Since we returned home, we unearthed one more old file which contains more letters and papers, this time from the years after Aunt Grace returned in 1941 until the late 40s when political consequences stopped the mail. In that file also was a letter to Aunt Grace’s father from Admiral Harry E. Yarnell, telling him that “it was my pleasure to meet the American citizens in Nanking on three occasions, – one before the beginning of the war in May, 1937, and two after the Japanese occupations: “All the Americans who went through that terrible period are real heroes, especially those in Nanking.” Our American missionaries have done much to increase our prestige in China through the magnificent work they have done to relieve the vast amount of suffering that has taken place in that unhappy land. Aunt Grace’s diary reports an occasion when the westerners were invited to the Embassy to have tea with the Admiral. We have learned that Admiral Yarnell was Commander in Chief, Asiatic Fleet in 1936 and had a heroic 51-year naval career that spanned 51 years from the Spanish-American War through World War II.
And what about the 94 year old Chinese woman we mentioned? After broad publication on the front pages of Chinese newspapers the day after the January 23rd ribbon-cutting and dedication of the museum, a former staff member, Zhou Mingxian (Lily Chow) who currently resides in Xhanxi Province, contacted the hospital.
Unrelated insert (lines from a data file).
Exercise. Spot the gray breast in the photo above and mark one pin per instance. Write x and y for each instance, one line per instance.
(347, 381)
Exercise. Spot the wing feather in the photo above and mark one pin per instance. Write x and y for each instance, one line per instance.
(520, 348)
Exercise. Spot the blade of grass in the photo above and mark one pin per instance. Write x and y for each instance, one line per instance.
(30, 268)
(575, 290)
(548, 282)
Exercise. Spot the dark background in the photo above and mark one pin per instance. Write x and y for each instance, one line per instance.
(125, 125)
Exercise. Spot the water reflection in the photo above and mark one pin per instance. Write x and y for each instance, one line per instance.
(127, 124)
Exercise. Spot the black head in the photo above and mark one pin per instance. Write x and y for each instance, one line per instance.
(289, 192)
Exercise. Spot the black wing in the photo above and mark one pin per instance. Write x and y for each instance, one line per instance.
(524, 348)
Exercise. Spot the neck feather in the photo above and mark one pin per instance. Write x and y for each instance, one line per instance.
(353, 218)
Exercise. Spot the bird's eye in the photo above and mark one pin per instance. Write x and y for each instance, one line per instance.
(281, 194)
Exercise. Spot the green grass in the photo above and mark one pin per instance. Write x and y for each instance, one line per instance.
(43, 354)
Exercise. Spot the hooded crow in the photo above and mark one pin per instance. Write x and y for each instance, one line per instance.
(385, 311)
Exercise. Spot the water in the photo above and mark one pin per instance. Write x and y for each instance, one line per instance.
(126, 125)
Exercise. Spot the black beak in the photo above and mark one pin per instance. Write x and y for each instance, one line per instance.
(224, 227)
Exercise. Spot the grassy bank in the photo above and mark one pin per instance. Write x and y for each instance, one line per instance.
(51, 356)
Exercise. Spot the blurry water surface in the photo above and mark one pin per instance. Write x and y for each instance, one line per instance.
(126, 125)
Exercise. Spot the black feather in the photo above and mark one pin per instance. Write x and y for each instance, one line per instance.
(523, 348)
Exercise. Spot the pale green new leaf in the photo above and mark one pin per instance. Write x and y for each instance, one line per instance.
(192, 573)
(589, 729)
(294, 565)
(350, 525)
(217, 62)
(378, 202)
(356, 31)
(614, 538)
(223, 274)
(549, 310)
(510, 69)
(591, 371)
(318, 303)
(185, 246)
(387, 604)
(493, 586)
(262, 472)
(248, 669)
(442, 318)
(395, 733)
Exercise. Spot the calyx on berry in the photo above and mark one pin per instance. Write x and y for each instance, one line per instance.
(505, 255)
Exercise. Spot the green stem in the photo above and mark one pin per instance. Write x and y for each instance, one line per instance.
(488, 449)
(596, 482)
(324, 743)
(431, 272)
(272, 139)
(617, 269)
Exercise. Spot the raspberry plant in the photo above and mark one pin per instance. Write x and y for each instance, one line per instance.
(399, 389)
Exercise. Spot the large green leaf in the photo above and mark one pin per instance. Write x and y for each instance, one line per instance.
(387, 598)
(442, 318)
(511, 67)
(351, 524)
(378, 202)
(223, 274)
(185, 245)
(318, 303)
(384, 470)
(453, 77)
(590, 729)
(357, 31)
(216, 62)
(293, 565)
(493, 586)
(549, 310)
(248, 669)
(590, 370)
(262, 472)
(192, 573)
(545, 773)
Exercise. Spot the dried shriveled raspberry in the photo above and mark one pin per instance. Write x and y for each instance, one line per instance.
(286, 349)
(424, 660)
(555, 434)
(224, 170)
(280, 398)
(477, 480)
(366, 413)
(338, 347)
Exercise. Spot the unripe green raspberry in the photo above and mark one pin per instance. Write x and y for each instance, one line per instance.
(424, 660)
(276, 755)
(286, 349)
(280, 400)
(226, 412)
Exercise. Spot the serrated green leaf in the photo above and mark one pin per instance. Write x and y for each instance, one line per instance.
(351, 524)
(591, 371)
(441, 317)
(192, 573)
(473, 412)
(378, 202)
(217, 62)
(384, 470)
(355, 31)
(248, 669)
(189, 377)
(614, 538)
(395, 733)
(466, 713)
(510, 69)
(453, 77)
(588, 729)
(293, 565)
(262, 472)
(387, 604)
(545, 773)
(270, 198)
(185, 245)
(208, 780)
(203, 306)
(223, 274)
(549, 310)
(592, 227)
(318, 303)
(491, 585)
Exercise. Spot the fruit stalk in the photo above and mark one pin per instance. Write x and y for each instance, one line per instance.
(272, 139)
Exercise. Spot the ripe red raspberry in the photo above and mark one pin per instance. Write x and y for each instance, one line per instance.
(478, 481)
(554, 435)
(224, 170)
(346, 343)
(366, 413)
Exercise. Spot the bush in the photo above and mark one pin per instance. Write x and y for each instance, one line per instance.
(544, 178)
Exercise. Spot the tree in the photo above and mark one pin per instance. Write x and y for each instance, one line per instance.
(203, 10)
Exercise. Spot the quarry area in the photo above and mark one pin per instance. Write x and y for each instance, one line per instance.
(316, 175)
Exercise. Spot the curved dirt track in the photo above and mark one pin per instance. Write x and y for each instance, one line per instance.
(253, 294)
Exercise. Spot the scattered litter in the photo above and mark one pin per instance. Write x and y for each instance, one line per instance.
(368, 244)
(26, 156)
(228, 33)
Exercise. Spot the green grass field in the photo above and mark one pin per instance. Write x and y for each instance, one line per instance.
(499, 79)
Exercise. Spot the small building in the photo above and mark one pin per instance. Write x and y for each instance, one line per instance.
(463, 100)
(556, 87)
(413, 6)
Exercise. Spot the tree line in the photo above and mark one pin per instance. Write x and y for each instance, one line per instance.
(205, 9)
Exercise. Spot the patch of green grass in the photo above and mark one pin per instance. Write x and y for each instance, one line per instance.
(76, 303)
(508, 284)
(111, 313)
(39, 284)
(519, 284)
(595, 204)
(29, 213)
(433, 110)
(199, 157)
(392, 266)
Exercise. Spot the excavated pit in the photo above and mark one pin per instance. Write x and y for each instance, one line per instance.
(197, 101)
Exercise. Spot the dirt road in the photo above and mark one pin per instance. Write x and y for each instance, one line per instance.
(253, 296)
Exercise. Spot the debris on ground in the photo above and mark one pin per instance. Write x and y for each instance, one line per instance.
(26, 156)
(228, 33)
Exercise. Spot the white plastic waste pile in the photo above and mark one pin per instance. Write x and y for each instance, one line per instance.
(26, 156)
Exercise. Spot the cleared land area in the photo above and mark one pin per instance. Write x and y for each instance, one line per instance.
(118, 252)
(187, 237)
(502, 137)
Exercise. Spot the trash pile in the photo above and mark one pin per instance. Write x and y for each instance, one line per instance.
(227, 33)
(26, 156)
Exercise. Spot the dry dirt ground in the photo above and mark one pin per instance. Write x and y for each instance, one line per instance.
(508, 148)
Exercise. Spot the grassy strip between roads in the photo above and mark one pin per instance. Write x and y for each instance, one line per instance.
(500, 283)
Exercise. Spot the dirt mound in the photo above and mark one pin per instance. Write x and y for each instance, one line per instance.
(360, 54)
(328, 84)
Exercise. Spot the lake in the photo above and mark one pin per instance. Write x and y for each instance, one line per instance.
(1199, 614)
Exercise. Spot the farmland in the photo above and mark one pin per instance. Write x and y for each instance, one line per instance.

In 1933 after her graduation from middle school in Nanjing, she had been selected with three other students to join the laboratory technicians training program at the hospital. In 1937 she fled with her family and when the family returned in 1938 they found that their home had been destroyed. When she visited the hospital, she reported, Aunt Grace made arrangements to house the family and also provided her and her brother with work at the hospital, where both remained until Aunt Grace returned to the States in 1941. Lily remembers that Aunt Grace had many “adopted children” and others whom she faithfully assisted, and she hopes to locate some of those families. We have written a letter to Lily and her family and hope to have further contact with these persons from Aunt Grace’s time in China.
And so the interconnectedness takes place – an Admiral we never knew but who took time to recognize in 1941 the heroes we honored at Nanjing in 2007, a beloved Disciples pastor and great leader, not only of Christian Temple but of the whole denomination and the ecumenical world of his time, an elderly Chinese woman who is reliving a friendship from years ago, and a soft-spoken but strongly determined Christian missionary who loved the Chinese people as her own family–these are the heroes who fill our hearts and minds with joy and new life today as we seek to learn even more.
The warm welcome and love expressed by the Chinese people were extraordinary and the entire journey was a remarkable and life-changing experience for both of us. We shall forever be grateful to Dr. Xiaoling Zhu and Global Ministries for opening to us this singular opportunity to have contact with the church and people in China and to learn about and come to appreciate more profoundly Aunt Grace’s ministry and the mission of the Church to the Chinese people.